The Indiana Pacers kept insisting this team was different.
Anyone who doubted them coming into the playoffs understands now.
On Friday, the one-year anniversary of a historic playoff collapse against Cleveland, Indiana flipped the script by rallying from a 17-point halftime deficit and held on for a 92-90 victory over the Cavaliers to take a 2-1 lead in the best-of-seven series. They can take command of the series by winning today on their home court.
“Last year’s team, I don’t know if we would have gone down 17, I don’t know if we would have overcome it,” forward Thaddeus Young said. “But this team, we’ve been resilient all year. We’ve overcome adversity.”
And on Friday they did it against a Cavaliers team that was 39-0 in the regular season when leading after three quarters.
Bojan Bogdanovic scored 19 of his playoff career-high 30 points in the second half, finishing 7 of 9 on 3-pointers. Victor Oladipo added 18 points, six rebounds and seven assists.
Bogdanovic also spent most of the game defending LeBron James, who finished with 28 points, 12 rebounds, eight assists and six turnovers. He joined Michael Jordan as the only players in league history with 100 double-doubles in the postseason. Jordan had 109.
James almost single-handedly rallied his team twice from seven-point deficits in the final three-and-a-half minutes.
The three-time defending Eastern Conference champs were outscored 52-33 over the final 24 minutes.
“We were more aggressive in the first half. We had tempo, they didn’t,” James said. “Then they were more aggressive in the second half, they had tempo, and we didn’t.”
After the Pacers cut the 57-40 halftime deficit to 69-63 at the end of three, the Pacers continued to apply pressure and eventually Bogdanovic finally broke through with a four-point play that gave Indiana an 81-77 lead with 6:10 left. It was Indiana’s first lead since midway through the first quarter.
He was far from finished.
Bogdanovic knocked down another 3 to make it a seven-point game.
Then, after James countered with seven straight to tie the score, Bogdanovic scored on a layup and hit his final 3 before Young’s layup made it 91-84 with 53 seconds to go.

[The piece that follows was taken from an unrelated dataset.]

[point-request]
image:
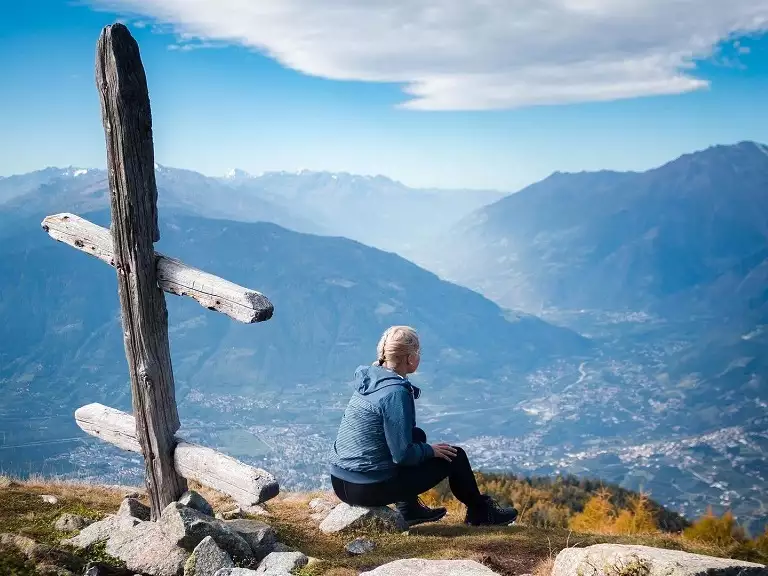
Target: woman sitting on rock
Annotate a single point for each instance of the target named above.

James and Kevin Love made back-to-back 3s to make it 91-90, and Cleveland got one more chance after Darren Collison missed the second free throw with 5 seconds left, but J.R. Smith’s 38-foot heave came up short.
WIZARDS 122, RAPTORS 103
In Washington, Bradley Beal heeded his coach’s plea to “do his job” by scoring 21 of his 28 points in the first half, his All-Star backcourt running mate John Wall delivered 28 points and 14 assists, and Washington beat Toronto in an occasionally heated game to cut their Eastern Conference first-round playoff series deficit to 2-1.

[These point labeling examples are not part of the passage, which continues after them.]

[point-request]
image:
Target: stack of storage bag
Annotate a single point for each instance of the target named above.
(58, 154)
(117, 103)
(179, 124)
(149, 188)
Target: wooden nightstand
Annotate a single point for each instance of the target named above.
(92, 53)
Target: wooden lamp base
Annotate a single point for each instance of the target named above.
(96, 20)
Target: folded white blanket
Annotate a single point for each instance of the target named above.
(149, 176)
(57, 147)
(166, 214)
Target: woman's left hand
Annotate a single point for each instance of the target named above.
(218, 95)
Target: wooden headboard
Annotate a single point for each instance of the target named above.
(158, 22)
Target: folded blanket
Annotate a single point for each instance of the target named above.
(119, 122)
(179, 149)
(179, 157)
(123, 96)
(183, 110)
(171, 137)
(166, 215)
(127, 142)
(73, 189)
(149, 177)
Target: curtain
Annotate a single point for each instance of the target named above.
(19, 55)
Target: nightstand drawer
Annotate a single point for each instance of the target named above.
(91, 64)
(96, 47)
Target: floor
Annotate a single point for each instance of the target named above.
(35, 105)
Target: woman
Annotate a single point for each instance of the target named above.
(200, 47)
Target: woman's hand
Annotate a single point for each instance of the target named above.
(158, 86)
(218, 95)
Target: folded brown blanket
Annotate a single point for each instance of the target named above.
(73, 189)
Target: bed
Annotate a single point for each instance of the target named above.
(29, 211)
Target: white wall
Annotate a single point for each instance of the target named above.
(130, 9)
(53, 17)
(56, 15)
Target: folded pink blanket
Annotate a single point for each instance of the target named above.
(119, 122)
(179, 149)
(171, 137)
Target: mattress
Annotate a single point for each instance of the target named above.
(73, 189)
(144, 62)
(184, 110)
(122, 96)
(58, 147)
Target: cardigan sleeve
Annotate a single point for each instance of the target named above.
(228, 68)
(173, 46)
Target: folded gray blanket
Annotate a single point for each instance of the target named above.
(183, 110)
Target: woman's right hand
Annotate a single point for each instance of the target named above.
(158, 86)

After letting the Raptors grab the first 2-0 series lead in franchise history, the Wizards came home and checked off every box coach Scott Brooks presented. They got Beal more involved after he made only three shots in Game 2; they actually led after the first quarter, 30-29; they played with enough defensive focus to get produce 19 turnovers by Toronto, leading to 28 points for Washington. Add it all up, and it was a rare recent victory for Washington, who had lost seven of eight games dating to the regular season.
DeMar DeRozan led Toronto with 23 points on 10-for-22 shooting one game after scoring 37, and Kyle Lowry had 19 points and eight assists.
BUCKS 116, CELTICS 92
In Milwaukee, Khris Middleton scored 23 points, Giannis Antetokounmpo added 19 and Milwaukee used a dominating first half to overwhelm Boston, narrowing their deficit in the first-round playoff series to 2-1.

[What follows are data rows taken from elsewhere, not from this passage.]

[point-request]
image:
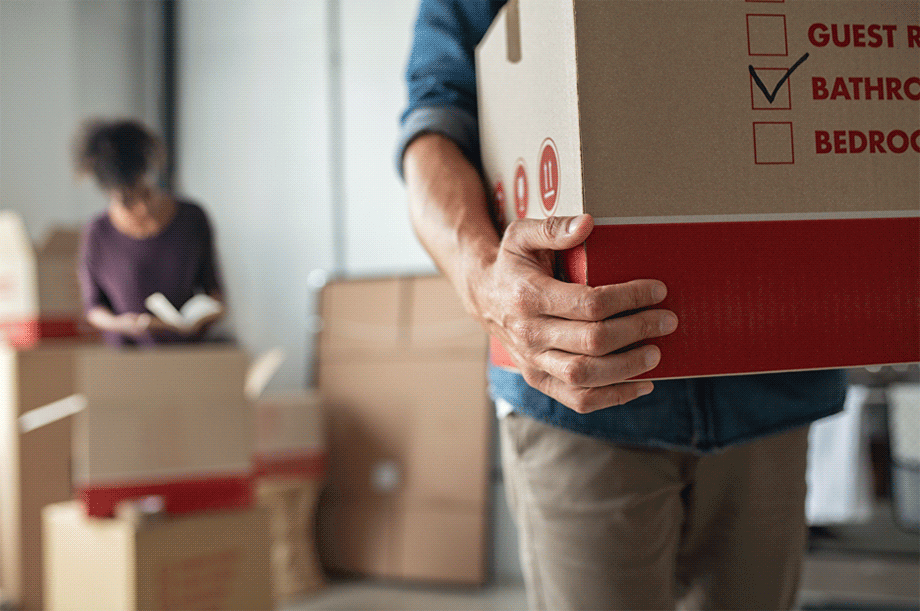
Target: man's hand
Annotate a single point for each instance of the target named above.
(563, 337)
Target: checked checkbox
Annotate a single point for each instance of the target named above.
(773, 143)
(767, 35)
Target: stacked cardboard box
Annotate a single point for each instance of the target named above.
(290, 465)
(35, 467)
(760, 157)
(39, 292)
(402, 374)
(172, 422)
(213, 560)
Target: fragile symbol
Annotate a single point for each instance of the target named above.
(499, 199)
(520, 190)
(549, 176)
(772, 95)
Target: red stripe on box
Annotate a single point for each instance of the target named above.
(180, 495)
(27, 332)
(309, 464)
(771, 295)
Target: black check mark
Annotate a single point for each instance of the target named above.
(772, 96)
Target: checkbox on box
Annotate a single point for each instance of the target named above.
(767, 35)
(773, 143)
(770, 77)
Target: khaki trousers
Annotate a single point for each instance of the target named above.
(605, 527)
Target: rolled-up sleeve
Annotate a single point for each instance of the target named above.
(441, 73)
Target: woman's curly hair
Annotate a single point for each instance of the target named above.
(117, 152)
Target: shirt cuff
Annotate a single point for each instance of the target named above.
(449, 121)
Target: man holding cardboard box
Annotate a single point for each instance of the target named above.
(627, 495)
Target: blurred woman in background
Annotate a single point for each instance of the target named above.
(146, 242)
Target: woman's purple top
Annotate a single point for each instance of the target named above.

Eric Bledsoe and Jabari Parker each added 17 for the energized Bucks, who held the Celtics without a field goal for nearly an 11-minute stretch of the first half.
Backup center Thon Maker scored 14 points and blocked five shots. Pesky guard Matthew Dellavedova, a veteran of a championship run with the Cleveland Cavaliers, helped hold young Celtics point guard Terry Rozier to nine points on 2-of-7 shooting.